问题
Possible Duplicate:
What will happen when I call a member function on a NULL object pointer?
#include <iostream>
#include <string>
using namespace std;
class myClass{
private:
int *x, *y, *z;
public:
myClass();
~myClass();
void display();
void math(int,int,int);
};
void myClass::math(int x,int y,int z){
this->x = new int;
this->y = new int;
this->z = new int;
*this->x = x;
*this->y = y;
*this->z = z;
cout << "result: " << (x*y)+z << endl;
}
myClass::~myClass(){
delete x;
delete y;
delete z;
}
void myClass::display(){
cout << x << y << z << endl;
}
myClass::myClass(){
x=0;
y=0;
z=0;
}
int main()
{
myClass myclass;
myClass *myptr;
myptr = new myClass();
myclass.math(1,1,1);
myptr->math(1,1,1);
delete myptr;
myptr->math(1,1,1); **//why does this still print?**
int t;
cin >> t;
}
:::OUTPUT:::
result: 2
result: 2
result: 2
I am just messing around in C++ trying to learn more. I wanted to see what exactly the delete operator does. Why is it that I still get a third output of "result: 2" after deleting the object?
回答1:
The object memory probably was not overwritten by something else yet. Do not do such things, it is undefined behavior
回答2:
that's Undefined behaviour. May demons fly out of your nose.

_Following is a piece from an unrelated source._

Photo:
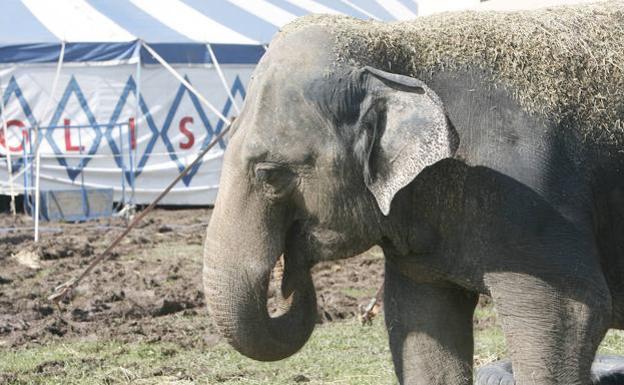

There is another facet to that. When an object is delete
d it won't be removed from memory until its overwritten by other objects that may be created after that. So even if its marked to be recycled, the data(pointed to by the pointer) could be still as it was at the time of deallocation. But there is no guarantee that it will not be used. Which is why its undefined behaviour.